Source: NIWA – National Institute of Water and Atmospheric Research
New Zealand has just experienced its warmest winter on record, according to official NIWA climate data.
NIWA’s Seven Station Temperature Series, which began in 1909, shows the 2020 winter was 1.14°C above average, just nudging out winter 2013 from the top spot, which was 1.08°C above average.
This year’s result also means seven of the 10 warmest winters on record in New Zealand have occurred since the year 2000.
Seventeen locations observed record breaking mean winter temperatures, with an additional 53 locations ranking within their top four warmest winters.
NIWA forecaster Ben Noll says the winter warmth can be attributed to several factors:
- More sub-tropical northeasterly winds than normal, particularly in the North Island. This brought warmer air toward New Zealand from the north
- Sea surface temperatures above average during winter, especially August. As an island nation, New Zealand’s air temperatures are strongly influenced by the seas surrounding it
- Air pressure was higher than normal, particularly to the east. This contributed to a sunnier than normal winter in much of the South Island and lower North Island
- Climate change – the warmth over winter is consistent with New Zealand’s long-term trend of increasing air temperatures.
Winter 2020 climate summary – why was it warm [NIWA infographic]
The highest recorded winter 2020 temperature was 25.1°C on August 30 in Timaru. This was the highest temperature recorded there during winter since records began in 1885 and the equal-4th warmest winter temperature on record for New Zealand as a whole.
The lowest temperature was -12.3°C, observed at Middlemarch on 14 June.

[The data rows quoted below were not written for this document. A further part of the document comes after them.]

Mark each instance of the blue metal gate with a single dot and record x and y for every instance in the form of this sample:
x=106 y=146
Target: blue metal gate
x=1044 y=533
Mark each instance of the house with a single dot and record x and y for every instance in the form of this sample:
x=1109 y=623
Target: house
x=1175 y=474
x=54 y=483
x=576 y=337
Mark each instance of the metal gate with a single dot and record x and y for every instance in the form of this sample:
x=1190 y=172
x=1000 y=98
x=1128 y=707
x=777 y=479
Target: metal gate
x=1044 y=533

Winter 2020 seasonal climate summary – temperature extremes [NIWA graphic]
Of these locations the most anomalously warm (i.e. largest deviation from average) was Farewell Spit, where mean daily temperatures of 13.0°C were experienced. This is 2.8°C more than the winter average and the warmest on record since records began there in 1971. Furthermore, mean maximum (i.e. daytime) temperatures at this location were 3.1°C warmer than average, while mean minimum (i.e. night-time) temperatures were 2.3°C warmer than average (these are also the largest anomalies in their respective categories).

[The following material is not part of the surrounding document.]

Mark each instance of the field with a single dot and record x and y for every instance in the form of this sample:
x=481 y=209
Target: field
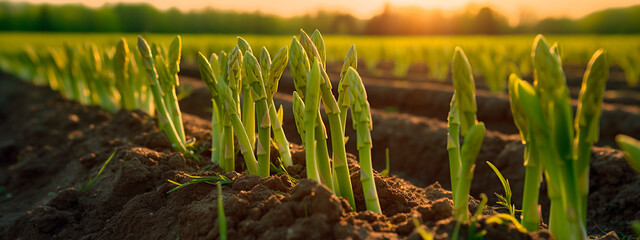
x=52 y=145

Kaikohe had its second wettest winter on record, with 935mm of rain recorded for the season, which was 187% of normal. Records began in 1956.
At the opposite end of the scale, Reefton had its second driest winter on record with just 291 mm of rain recorded over three months – or 54% of normal. Records began in 1960. Much of the middle and upper South Island observed below or well below normal rainfall totals.
It will be no surprise that the highest one-day rainfall occurred in Northland in mid-July. Kaikohe and Whangarei received 262 and 251 mm respectively on July 17. This is the highest one day rainfall amount observed for both locations during winter. Kaikohe records began in 1956 and Whangarei in 1943.